Nossa “Sombra” está mais repleta de sentimentos sufocados do que imaginamos. Precisamos encará-los para viver em paz com eles e com nós mesmos.

Vítor França Galvão
Vítor França Galvão
Ariano, professor de português e cronista, é fã de Rubem Braga, Cecília Meireles e Graciliano Ramos (na literatura), de Bruce Springsteen (na música) e Bette Davis e William Holden (no cinema). Gay desde sempre, adora chocolate, filmes clássicos e viagens - principalmente para San Francisco, na Califórnia. Ama seus irmãos e amigos e não dispensa boas e animadas reuniões com eles. Escreve como forma de tentar entender melhor as pessoas e a vida.

3 Comments

  1. Professor, nunca me atentei na letra da música que ficou famosa na voz do Fagner! Sei que tocou e muito nas rádios, e sabe como são as coisas – não nos atentamos, a letra diz muita coisa, muita. Por muito tempo eu “vivi” a segunda estrofe:

    “Quando a gente tenta de toda maneira
    Dele se guardar,
    Sentimento ilhado, morto e amordaçado,
    Volta a incomodar”.

    Me guardei, fiquei ilhado, estava morto e amordaçado e me incomodava, hoje não mais.

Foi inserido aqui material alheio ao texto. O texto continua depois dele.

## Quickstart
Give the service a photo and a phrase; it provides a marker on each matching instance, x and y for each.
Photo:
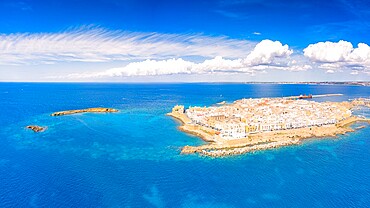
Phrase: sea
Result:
(132, 158)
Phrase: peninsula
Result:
(36, 128)
(91, 110)
(249, 125)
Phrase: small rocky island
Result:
(87, 110)
(36, 128)
(249, 125)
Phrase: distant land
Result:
(360, 83)
(249, 125)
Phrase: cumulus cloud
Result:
(266, 51)
(262, 57)
(339, 55)
(88, 44)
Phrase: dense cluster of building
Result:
(248, 116)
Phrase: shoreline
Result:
(86, 110)
(216, 147)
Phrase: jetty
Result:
(36, 128)
(311, 96)
(91, 110)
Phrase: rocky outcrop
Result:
(36, 128)
(91, 110)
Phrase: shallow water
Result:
(131, 158)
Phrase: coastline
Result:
(87, 110)
(216, 147)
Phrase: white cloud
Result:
(330, 71)
(88, 44)
(328, 51)
(266, 51)
(260, 58)
(337, 56)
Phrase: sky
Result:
(184, 41)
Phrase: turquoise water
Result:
(131, 158)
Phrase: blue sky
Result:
(236, 40)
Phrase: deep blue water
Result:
(131, 158)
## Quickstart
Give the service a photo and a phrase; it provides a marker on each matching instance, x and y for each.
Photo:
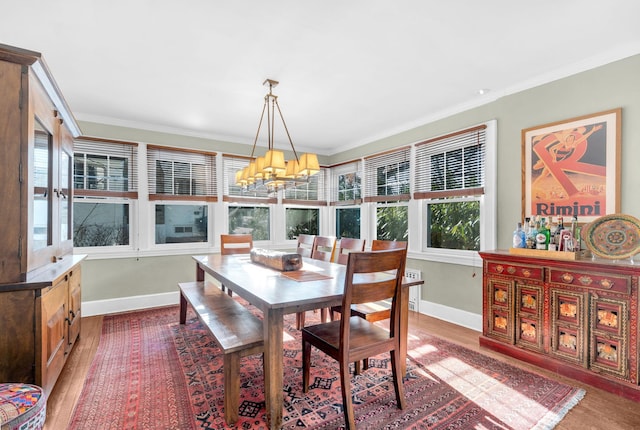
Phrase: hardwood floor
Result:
(598, 410)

    Quantas reflexões farei hoje após a sua excelente Crônica.

    • Angelo Antonio Pavone disse:

      Olá Prof Vitor
      Excelente crônica !!!!! Brilhante abordagem.
      Parece que a nossa Sombra vive à espreita, para em algum momento, sem prévio aviso, voltar a incomodar.
      Parabéns

  2. Clarice keri disse:

    Crônica ótima, você fala com clareza e objetividade de um assunto tão extenso, vou ler mais sobre isso, obrigada.